Ich beschäftige mich derzeit mit allerlei Retro-Hardware in Vorbereitung auf die Classic Computing 2016, wie man auf dem Nachbarblog nachlesen kann. Also Floppylaufwerke, viel zu kleine IDE- und SCSI-Festplatten (Megabytes statt Gigabytes), alte Rechner als Festplatten noch Sonderausstattung waren.

Dabei ist mir eine besondere Idiotie der IT-Industrie sauer aufgestoßen. Es geht um die gute alte IDE-Schnittstelle. Früher war alles bestens: 40pin Wannenstecker am Controller und am Device, verbunden per 40pin-Flachbandkabel mit 40pin-Pfostenstecker. Verpolsicher wurde es gemacht durch die klassische „Nase“ am Stecker und einer entsprechenden Nut an der Wanne. So weit, so prima. Alle waren glücklich.

Irgendwann kam jemand auf die Idee, die Verpolungssicherheit per Nase-Nut könnte eventuell nicht ausreichend sein (und tatsächlich gab es einige Ultra-Billigheimer-Kabel, die doch tatsächlich die Nase einsparten) und führte ein zusätzliches Merkmal ein: das fehlende Loch an Pin 20 des Pfostensteckers, und damit korrespondierend der fehlende Pin in der Wanne.

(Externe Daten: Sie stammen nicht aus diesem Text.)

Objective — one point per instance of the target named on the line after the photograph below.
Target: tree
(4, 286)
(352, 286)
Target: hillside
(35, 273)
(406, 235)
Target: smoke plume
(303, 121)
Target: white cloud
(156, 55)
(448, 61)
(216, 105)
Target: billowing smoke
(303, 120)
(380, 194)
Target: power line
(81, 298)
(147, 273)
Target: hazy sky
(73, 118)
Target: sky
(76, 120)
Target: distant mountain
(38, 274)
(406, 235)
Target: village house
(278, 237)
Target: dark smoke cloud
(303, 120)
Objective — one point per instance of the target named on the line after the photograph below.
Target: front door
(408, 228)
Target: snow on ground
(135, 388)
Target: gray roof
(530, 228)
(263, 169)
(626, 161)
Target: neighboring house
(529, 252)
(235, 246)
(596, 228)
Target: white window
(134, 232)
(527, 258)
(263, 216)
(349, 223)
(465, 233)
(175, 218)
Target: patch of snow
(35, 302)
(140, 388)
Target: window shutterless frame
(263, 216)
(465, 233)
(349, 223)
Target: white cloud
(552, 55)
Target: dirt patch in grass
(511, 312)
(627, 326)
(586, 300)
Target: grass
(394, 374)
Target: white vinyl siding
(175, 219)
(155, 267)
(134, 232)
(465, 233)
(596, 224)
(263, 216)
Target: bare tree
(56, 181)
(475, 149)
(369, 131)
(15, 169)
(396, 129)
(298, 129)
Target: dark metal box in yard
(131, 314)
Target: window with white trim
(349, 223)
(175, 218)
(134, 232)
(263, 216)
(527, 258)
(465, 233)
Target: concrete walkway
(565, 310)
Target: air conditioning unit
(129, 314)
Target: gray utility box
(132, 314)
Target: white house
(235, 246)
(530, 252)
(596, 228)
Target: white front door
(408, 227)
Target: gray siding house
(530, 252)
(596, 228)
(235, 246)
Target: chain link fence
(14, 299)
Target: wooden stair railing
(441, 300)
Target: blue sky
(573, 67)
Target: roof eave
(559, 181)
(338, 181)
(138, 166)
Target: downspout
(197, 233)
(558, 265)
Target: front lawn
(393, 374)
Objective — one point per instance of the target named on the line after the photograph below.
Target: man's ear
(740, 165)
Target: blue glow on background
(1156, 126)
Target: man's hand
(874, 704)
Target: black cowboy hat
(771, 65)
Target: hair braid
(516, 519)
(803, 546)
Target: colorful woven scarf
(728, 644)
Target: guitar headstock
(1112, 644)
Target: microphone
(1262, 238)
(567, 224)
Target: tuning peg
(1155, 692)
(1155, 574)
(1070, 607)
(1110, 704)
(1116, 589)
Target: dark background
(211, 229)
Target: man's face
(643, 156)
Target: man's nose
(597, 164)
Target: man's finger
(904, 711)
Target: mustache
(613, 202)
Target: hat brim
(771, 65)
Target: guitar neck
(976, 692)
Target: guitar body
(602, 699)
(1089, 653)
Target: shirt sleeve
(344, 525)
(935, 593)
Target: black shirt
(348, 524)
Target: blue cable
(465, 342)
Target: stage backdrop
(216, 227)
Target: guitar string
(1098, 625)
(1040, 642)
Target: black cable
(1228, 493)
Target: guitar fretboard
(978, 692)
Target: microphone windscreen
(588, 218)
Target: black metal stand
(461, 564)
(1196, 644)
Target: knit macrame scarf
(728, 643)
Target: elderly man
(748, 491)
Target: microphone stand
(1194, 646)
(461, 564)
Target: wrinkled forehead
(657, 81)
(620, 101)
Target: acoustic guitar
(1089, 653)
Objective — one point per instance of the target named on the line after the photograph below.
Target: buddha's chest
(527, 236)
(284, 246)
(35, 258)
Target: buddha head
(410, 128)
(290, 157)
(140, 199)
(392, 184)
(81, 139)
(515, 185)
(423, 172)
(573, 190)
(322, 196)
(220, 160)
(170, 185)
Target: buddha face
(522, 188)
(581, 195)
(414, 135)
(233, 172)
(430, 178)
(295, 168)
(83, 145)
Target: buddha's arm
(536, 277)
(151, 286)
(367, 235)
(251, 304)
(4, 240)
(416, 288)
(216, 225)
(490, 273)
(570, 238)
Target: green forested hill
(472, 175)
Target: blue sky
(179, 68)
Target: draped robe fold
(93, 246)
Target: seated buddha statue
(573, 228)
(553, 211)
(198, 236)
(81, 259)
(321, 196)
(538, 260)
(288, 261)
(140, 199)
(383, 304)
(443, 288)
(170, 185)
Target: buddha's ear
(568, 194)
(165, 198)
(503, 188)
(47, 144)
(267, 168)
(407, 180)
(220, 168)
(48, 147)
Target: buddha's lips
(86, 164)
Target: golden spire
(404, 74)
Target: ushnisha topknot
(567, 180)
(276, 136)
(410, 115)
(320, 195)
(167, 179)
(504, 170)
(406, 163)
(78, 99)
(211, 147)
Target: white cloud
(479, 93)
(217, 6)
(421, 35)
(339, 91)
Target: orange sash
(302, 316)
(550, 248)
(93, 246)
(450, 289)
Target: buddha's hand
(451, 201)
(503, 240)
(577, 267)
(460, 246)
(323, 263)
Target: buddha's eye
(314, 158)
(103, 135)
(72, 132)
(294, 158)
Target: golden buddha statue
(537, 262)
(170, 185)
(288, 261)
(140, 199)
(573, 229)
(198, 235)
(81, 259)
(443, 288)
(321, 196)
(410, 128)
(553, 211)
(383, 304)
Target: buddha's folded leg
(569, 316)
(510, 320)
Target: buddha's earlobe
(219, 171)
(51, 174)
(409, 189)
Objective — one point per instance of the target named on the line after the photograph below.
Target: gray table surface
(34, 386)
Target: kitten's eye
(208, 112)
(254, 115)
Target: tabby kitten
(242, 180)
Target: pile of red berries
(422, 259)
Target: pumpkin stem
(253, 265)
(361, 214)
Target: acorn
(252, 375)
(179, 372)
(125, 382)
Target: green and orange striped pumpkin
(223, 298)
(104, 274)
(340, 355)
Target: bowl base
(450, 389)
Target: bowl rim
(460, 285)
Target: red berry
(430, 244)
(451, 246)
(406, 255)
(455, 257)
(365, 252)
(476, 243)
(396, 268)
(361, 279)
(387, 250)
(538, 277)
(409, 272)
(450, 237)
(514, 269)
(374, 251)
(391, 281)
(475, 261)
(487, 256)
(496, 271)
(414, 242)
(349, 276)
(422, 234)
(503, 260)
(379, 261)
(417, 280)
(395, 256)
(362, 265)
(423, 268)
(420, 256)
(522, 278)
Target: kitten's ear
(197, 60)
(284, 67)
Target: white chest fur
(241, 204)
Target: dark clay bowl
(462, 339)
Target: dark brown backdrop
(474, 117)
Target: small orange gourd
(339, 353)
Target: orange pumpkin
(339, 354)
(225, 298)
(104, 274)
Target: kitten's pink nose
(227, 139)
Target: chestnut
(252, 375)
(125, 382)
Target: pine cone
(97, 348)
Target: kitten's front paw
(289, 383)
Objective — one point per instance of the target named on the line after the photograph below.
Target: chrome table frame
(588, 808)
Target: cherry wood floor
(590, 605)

Jedem Durchschnittsdummen sollte sofort klar sein: eine derartige Inkompatibilität kann nur zu Problemen führen. Während der fehlende Pin in der Wanne logischerweise nie zum Problem wird, macht das nicht-Loch nur Scherereien. Kabel passen nicht mehr in die Wanne, und wenn man nicht aufpasst, ruiniert man sich schnell mal die Hauptplatine. Aktuell habe ich hier ein Mainboard eines Microdigital Omega, der Ultra-ATA unterstützt, aber alle Pins in der Wanne bestückt hat. Ersatzkabel finden? Fehlanzeige. Pin abtrennen scheint die einzige Möglichkeit zu sein. Macht keinen Spaß bei wertvoller alter Hardware. Bei einem CF-IDE-Adapter dasselbe Problem. Gut, es geht auch noch schlechter: ein SD-IDE-Adapter hat nur eine doppelte Stiftleiste ohne Wanne, dafür mit allen Pins – wie man da die Polung herausfinden soll, bleibt im Dunkel. Vorsichtshalber wurde auch jegliche hilfreiche Beschriftung wie „Pin 1“ weggelassen.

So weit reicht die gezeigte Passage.